But again, Ebersole makes it all hew close to Schemel's story, and the film's success, underneath all the rock and roll memories and analysis, comes down to the drummer's preternatural ability to tell her own oft-horrific story, full of setbacks, missteps, and humiliations, with an astonishing grace that comes in large part from her infectious and inspiring, self-deprecating but never self-loathing sense of humor about her many trials and travails, as well as her sharp, unguarded, and rueful honesty that never for a second degenerates into self-aggrandizement, -righteousness, or -pity. Schemel's story, as she would surely be the first to tell you, is not so unusual: The tendency of rock 'n rollers, whether successful like Schemel or not, to overindulge and make foolish, self-deluded choices vis-à-vis substances, is a cliché that's so predictable as to be laughable; she is fully aware of the joke, and that for a long time it was on her. As always, it's not the story, its originality or lack thereof, but its telling that makes or breaks, and Schemel's telling of her tale, with the solid support of Ebersole's cinematic know-how and sincere, affectionate but probing approach to drawing out and shaping it, is what makes Hit So Hard worth the time and attention, not just of a limited group of fans or nostalgists, but of anyone who might enjoy a well-told, unsentimental but moving story that allows you to actually believe that sometimes, if one is lucky, tough, and persistent enough, what doesn't kill you actually can make you stronger.

THE BLU-RAY DISC:

Video:

Most of the film (apart from the present-day footage, which, though still relatively raw-looking, is filmed in fairly well-lit/technologically advanced digital video), which is presented anamorphically at an approximately 1.78:1 aspect ratio, isn't meant to look "nice," consisting as it does of much blurry, washed-out, pre-digital Camcorder footage, but the whole feel is apt, and of course what we're seeing was shot by amateurs on the fly. So, with all its deficiencies, it looks just how it's supposed to, with no compression artifacts or other flaws attributable to the Blu-ray authoring process.

Sound:

The film has several sonic layers that go beyond the direct sound recorded in 1995 on Schemel's Camcorder, including an original score by Schemel's friend, former Faith No More keyboardist/current Imperial Teen member Roddy Bottum, and, of course, tons of music of both the ragged, live and studio-recorded variety, all of which sound extra nice, clear, and rich, with no distortion or imbalance, on the disc's DTS-HD Master Audio soundtrack, though the Dolby Digital 2.0 stereo option is also perfectly sufficient for stereo-only setups.

Extras:

--A feature-length audio commentary with Schemel and director P. David Ebersole offers tons of insight into the very different (if ultimately mutually dependent) processes of gathering the footage of one's personal experiences for then-unknown purposes and then, years later, shaping it into some kind of cohesive retrospective narrative. There are also many further recollections and comments from Schemel re the inside of the experience, as she supplements what we see her and others doing and saying in the film, as well as thoughtful fan/observer questions from the outside-the-madness perspective provided by Ebersole.
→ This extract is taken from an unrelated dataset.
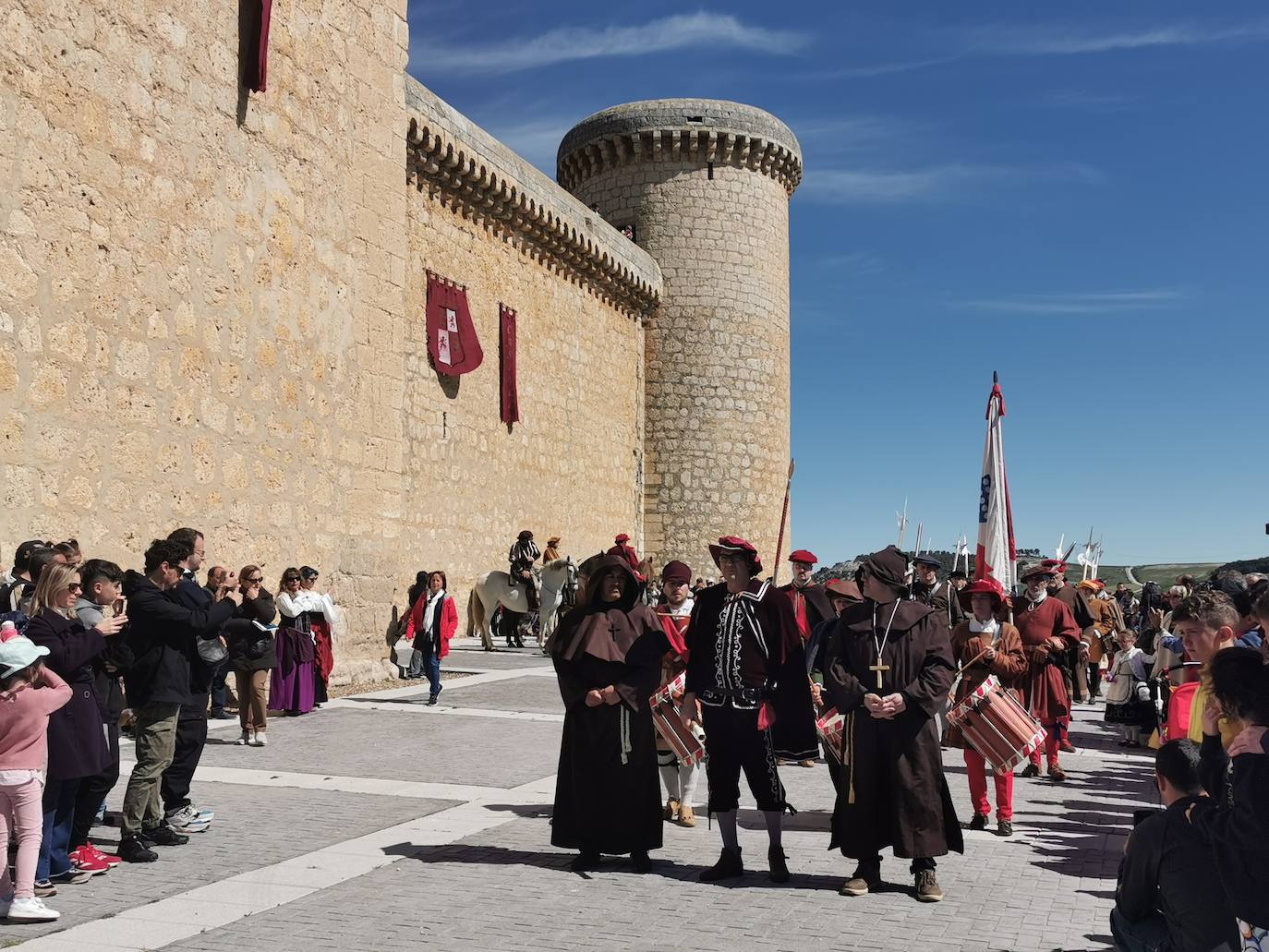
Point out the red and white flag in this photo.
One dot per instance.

--"Patty's Home Movies," -- Over sixty minutes of Schemel's quite intimate tour bus, plane, backstage, and on-stage footage from Hole's 1995 tour. This will be catnip to anyone looking for lost/never-seen-'til-now Courtney Love antics and sound bites (is she ever off? Not, apparently, when a camera's in the room). Even to the more casual or skeptical observer, it's an interesting, truly candid glimpse of life on the road and behind the scenes of rock-band life.
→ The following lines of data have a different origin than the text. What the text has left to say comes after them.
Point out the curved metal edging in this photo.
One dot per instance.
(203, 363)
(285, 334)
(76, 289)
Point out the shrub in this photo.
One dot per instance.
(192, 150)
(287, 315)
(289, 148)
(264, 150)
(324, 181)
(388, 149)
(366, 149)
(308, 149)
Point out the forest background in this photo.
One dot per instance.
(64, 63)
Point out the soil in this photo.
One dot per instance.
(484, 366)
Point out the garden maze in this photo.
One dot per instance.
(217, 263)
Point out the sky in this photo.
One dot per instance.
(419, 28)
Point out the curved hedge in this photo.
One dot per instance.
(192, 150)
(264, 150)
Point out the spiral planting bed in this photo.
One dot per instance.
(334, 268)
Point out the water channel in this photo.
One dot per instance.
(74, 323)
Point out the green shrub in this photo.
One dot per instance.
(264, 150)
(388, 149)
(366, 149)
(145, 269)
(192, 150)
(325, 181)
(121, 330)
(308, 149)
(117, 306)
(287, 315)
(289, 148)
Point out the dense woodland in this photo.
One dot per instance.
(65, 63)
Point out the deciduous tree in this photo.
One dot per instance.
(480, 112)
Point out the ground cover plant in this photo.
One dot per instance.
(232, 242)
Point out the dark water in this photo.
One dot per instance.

--A 10-minute post-screening Q&A with Hole conducted by director Ebersole onstage after a special Museum of Modern Art screening of the film. This brief interaction with the audience has as an upside the sight of contentious former bandmates getting along just fine for a few moments, and as a downside fairly poor video and sound that's just this side of watchable/audible.

--"Hole Makes a Fan a Star," a seven-minute 2012 interview with Elizabeth Mann, who, as we see at one point in the film, was pulled up on stage by Courtney Love (to the caught-on-camera bemusement of Schemel) at a '95 show in New York to be taught how to play the guitar part for "Miss World." Mann was 15 then; here, she recollects what it felt like to have such an encounter with one's rock idols as well as the half-embarrassing, half-nostalgic experience of seeing it shown to the world on the big screen years later.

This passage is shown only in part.